Au niveau international, le morcèlement des régimes juridiques n’est pas moins marqué puisque si la protection est assurée par l’article 39 de l’ADPIC, cette protection ne possède pas d’effet direct dans les Etats signataires de l’OMC. On observe encore une multitude de protections nationales, certaines étant légales (France), jurisprudentielles (Royaume-Uni, Inde) ou fondées sur des lois générales comme le droit du travail en Pologne ou la responsabilité civile en Italie.
Cet éclatement des régimes juridiques a été combattu par les législateurs nationaux, comme l’illustrent deux tentatives (23 janvier 2012 et 16 juillet 2014) des parlementaires français pour accroitre la protection du secret des affaires, notamment par la création d’infractions pénales comme la violation du secret des affaires, punie de 3 ans d’emprisonnement et de 375 000 euros d’amende. Ces deux tentatives ont malheureusement avorté. Une initiative, européenne cette fois, semble bousculer cet état des choses puisqu’une directive européenne du 8 juin 2016, devant être transposée au plus tard le 9 juin 2018 va vers une uniformisation de la protection du secret des affaires au niveau européen.

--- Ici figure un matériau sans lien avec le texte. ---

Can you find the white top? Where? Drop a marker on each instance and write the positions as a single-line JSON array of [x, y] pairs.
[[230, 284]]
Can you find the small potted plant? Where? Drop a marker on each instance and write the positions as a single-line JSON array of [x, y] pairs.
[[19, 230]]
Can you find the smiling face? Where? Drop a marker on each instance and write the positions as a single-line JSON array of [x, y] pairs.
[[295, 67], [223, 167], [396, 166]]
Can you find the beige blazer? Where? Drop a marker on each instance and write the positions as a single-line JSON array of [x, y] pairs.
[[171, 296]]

En synthétisant les plus amples développements d’un de nos précédents articles, il est possible de retenir les efforts de définition, de clarification et d’harmonisation opérés par la directive. Ainsi, elle répond à deux objectifs : mettre en place une protection harmonisée et civile (sont donc exclues les protections par création d’infractions pénales utilisées jusqu’alors) et fixer un seuil minimum de protection en dessous duquel les Etats ne pourront pas descendre, mais au-dessus duquel ils pourront se trouver.
Après quelques allers-retours législatifs, une commission mixte paritaire est parvenue à un accord le 24 mai dernier. Il était temps, puisque la date limite de transposition est fixée au 9 juin 2018. De ce point de vue national, quelles ont été les idées retenues par le législateur français dans la loi de transposition ? De manière générale, il convient de noter que le texte élaboré est très fidèle à la directive européenne, ce qui s’explique aisément au vu du peu de temps dont disposaient les Etats membres pour transposer le texte.
Ainsi, le texte adopté par la commission mixte paritaire consacre un nouvel article L.151-1 du Code de commerce qui donne une définition extensive de la notion de secret des affaires répondant à trois conditions déjà connues de la directive européenne :
C’est à ces trois conditions qu’une information peut être qualifiée de secret d’affaire, lequel est alors défendu par un régime juridique unifié lui offrant un cadre et en sanctionnant les violations.
Les articles L.151-3, L.151-4 et L.151-5 nouveaux du Code de commerce participent à cette protection en listant et en définissant les modes d’obtention illicite du secret d’affaire. Ces moyens illicites sont principalement les violations de stipulations contractuelles ou de limitations physiques mises en place par le détenteur légitime du secret. Ce dernier est justement défini au nouvel article L.151-2 et peut être une personne ayant découvert le secret de manière indépendante ou après avoir étudié le produit mis à la disposition du public. Au sens de la loi de transposition (articles L.151-3 s. du Code de commerce), sont également des moyens illicites d’obtention du secret le comportement déloyal contraire aux usages en matière commerciale, la divulgation sans le consentement du détenteur légitime ou encore la rupture d’une obligation de confidentialité.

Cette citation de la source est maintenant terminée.